Many younger New Zealanders are in default KiwiSaver funds — which are often balanced or conservative. For someone in their 20s or 30s with 30+ years until retirement, a growth or aggressive fund will almost certainly produce significantly more wealth over the long run, despite higher short-term fluctuations. Consider reviewing your fund type if you're young and in a low-risk fund.

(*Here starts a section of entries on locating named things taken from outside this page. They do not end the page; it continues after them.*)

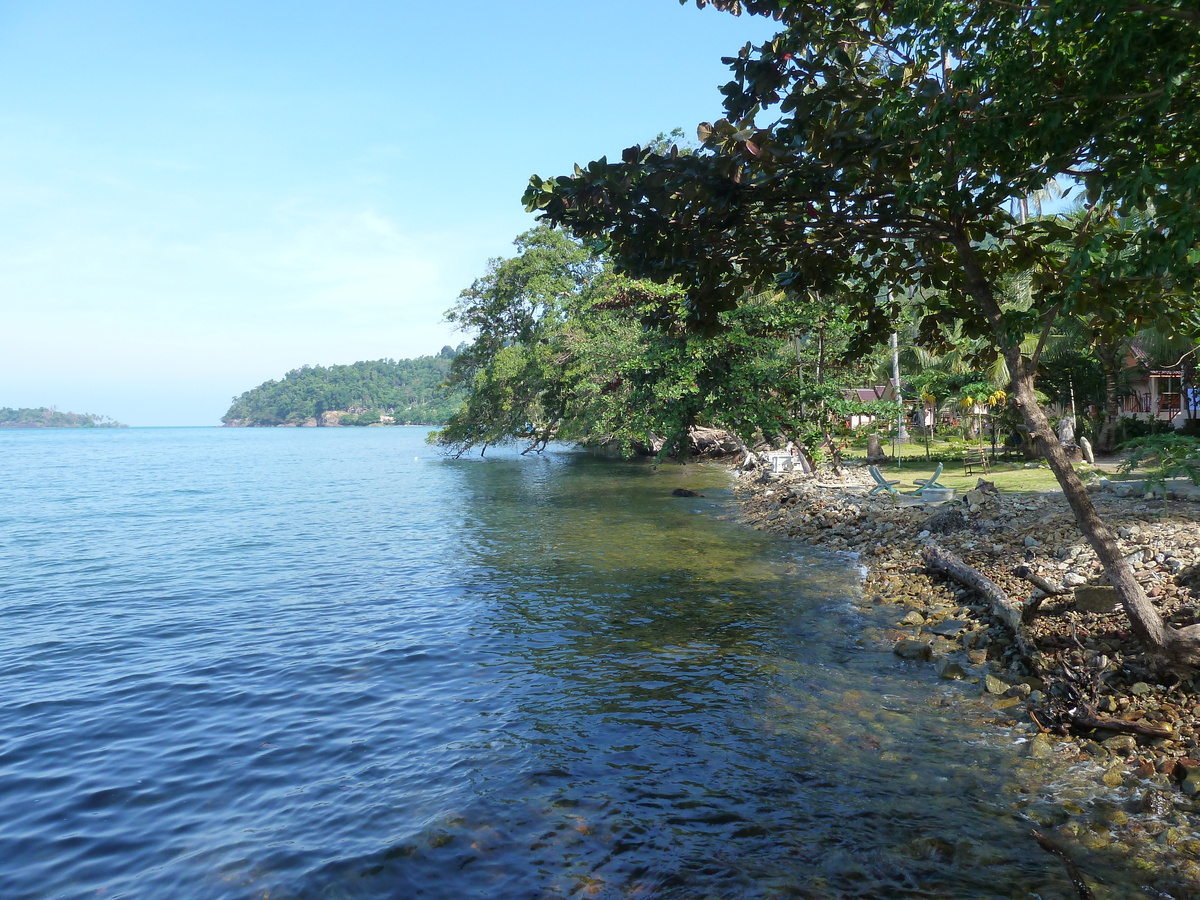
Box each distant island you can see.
[0,407,127,428]
[221,347,464,427]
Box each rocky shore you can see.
[738,467,1200,896]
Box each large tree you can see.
[526,0,1200,666]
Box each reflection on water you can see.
[0,430,1186,900]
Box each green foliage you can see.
[433,227,883,456]
[1120,432,1200,509]
[0,407,126,428]
[221,347,462,426]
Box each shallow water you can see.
[0,428,1184,900]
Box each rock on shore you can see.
[738,468,1200,895]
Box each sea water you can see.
[0,428,1185,900]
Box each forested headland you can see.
[0,407,126,428]
[221,347,462,427]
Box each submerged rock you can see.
[892,640,934,662]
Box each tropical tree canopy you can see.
[524,0,1200,666]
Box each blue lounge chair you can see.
[866,466,900,497]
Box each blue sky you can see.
[0,0,773,425]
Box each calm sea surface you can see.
[0,428,1180,900]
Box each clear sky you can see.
[0,0,773,425]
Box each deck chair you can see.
[866,466,900,497]
[913,463,948,497]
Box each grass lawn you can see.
[845,440,1127,494]
[880,456,1070,493]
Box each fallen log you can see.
[922,547,1031,661]
[1070,713,1175,738]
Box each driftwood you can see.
[1070,713,1175,738]
[1033,832,1096,900]
[922,547,1030,661]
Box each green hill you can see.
[0,407,125,428]
[221,347,463,427]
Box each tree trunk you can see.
[955,235,1200,668]
[1096,341,1121,454]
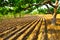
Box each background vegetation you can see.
[0,0,60,18]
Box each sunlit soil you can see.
[0,14,60,40]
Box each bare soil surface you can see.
[0,14,60,40]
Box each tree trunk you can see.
[52,0,58,25]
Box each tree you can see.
[22,0,59,25]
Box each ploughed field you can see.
[0,16,60,40]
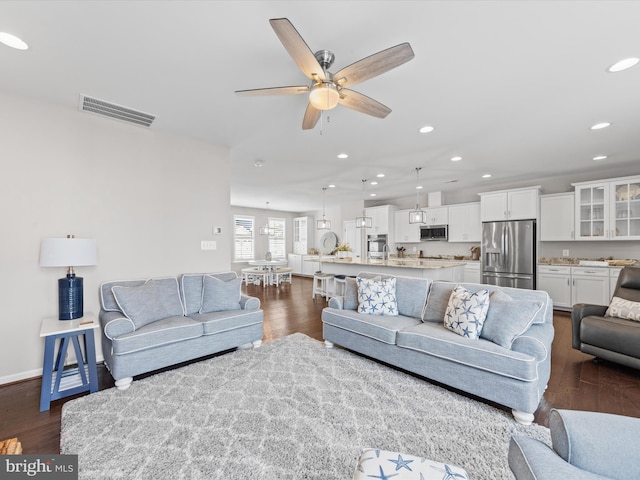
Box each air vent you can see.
[80,95,156,127]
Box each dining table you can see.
[248,260,289,285]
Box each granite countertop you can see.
[320,257,465,270]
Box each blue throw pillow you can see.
[356,277,398,316]
[444,285,489,340]
[480,292,543,349]
[200,275,242,313]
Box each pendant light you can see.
[258,202,275,236]
[409,167,427,223]
[356,179,373,228]
[316,187,331,230]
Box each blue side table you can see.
[40,314,99,412]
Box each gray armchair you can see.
[571,267,640,369]
[509,409,640,480]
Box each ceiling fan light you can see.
[309,83,340,110]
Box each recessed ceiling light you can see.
[607,57,640,73]
[0,32,29,50]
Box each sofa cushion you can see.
[480,292,543,348]
[322,307,420,345]
[443,285,489,340]
[423,280,552,323]
[396,322,538,382]
[100,279,147,313]
[200,275,242,313]
[356,277,398,316]
[179,272,238,315]
[194,310,264,335]
[112,315,202,355]
[604,297,640,322]
[111,277,184,328]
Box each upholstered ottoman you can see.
[353,448,468,480]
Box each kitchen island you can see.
[320,257,465,282]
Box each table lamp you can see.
[40,235,98,320]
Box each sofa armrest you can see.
[549,409,640,478]
[571,303,608,350]
[329,295,344,310]
[508,435,609,480]
[511,323,555,362]
[100,310,136,340]
[240,295,260,310]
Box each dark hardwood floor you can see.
[0,277,640,453]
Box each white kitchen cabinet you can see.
[464,262,482,283]
[287,253,302,275]
[424,207,449,225]
[536,265,573,308]
[573,177,640,240]
[393,209,420,243]
[609,177,640,240]
[571,267,609,305]
[364,205,395,236]
[480,186,540,222]
[574,181,609,240]
[293,217,313,255]
[449,202,482,242]
[539,192,576,242]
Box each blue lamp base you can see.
[58,273,84,320]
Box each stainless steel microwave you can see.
[420,225,449,241]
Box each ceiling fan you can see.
[236,18,414,130]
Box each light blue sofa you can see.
[322,272,554,424]
[509,409,640,480]
[99,272,264,389]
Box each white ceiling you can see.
[0,0,640,211]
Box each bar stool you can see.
[311,272,334,299]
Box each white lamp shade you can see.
[40,238,98,267]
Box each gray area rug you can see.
[61,334,550,480]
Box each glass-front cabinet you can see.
[610,178,640,240]
[574,177,640,240]
[576,182,609,240]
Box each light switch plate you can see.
[200,240,217,250]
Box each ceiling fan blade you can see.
[302,104,322,130]
[236,85,309,97]
[333,43,415,86]
[269,18,325,80]
[338,88,391,118]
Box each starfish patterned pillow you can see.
[444,285,489,340]
[356,277,398,316]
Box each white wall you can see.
[0,93,232,384]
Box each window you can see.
[269,218,287,259]
[233,215,255,262]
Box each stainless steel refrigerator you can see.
[481,220,536,290]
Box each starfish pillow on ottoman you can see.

How to Choose a KiwiSaver Fund

Two official tools help: the Sorted KiwiSaver fund finder (sorted.org.nz) and the FMA's KiwiSaver fund comparison tool. Key factors:

  • Fund type first: Choose growth or aggressive if you're under 50, balanced if 50–60, conservative if retiring within 5 years
  • Fees: Compare the annual fund charges — smaller differences compound dramatically over decades. Lower fees = more of your money stays invested
  • Returns: Look at 5-year and 10-year returns (net of fees), not just 1-year performance
  • Provider reputation: Simplicity, InvestNow, and Kernel are known for low fees. Milford, Fisher Funds, and AMP are larger providers with wider fund ranges

KiwiSaver for First Home Purchase

After 3 years of continuous membership, you can withdraw most of your KiwiSaver balance to help buy your first home. Key rules:

  • Must be your first home (or treated as such by Kāinga Ora)
  • You can withdraw your own contributions + employer contributions + investment returns
  • Government contributions and returns on government contributions cannot be withdrawn
  • You must leave a minimum of $1,000 in your account
  • You may also qualify for the First Home Grant (up to $10,000) — a separate government grant for eligible first-home buyers

Frequently Asked Questions

If you emigrate permanently to any country except Australia, you can withdraw your entire KiwiSaver balance (including government contributions) after one year abroad. Moving to Australia is a special case: you can transfer your KiwiSaver to an Australian super fund, but the funds are then governed by Australian rules and you cannot withdraw them outside Australian super rules. You stop receiving government contributions once you're no longer a NZ resident.
Yes — self-employed people can make voluntary contributions directly to their KiwiSaver provider. You won't receive employer contributions, but you can still receive the government member tax credit (up to $521.43/year) if you contribute at least $1,042.86 and meet the eligibility criteria. Making regular voluntary contributions to at least capture the government contribution is strongly recommended for all self-employed KiwiSaver members.
Yes — you can change your contribution rate (3%, 4%, 6%, 8%, or 10%) at any time by notifying your employer. You can also take a savings suspension (savings holiday) for 3 months to 1 year if needed — though you'll miss out on the government contribution if you don't contribute enough. Changing to a higher rate when you can afford it is one of the most impactful things you can do for your retirement balance.
Important: KiwiSaver rules, contribution rates, and government contributions are subject to change. Figures shown are current as of 2025. Always verify with the IRD (ird.govt.nz) or a licensed financial adviser.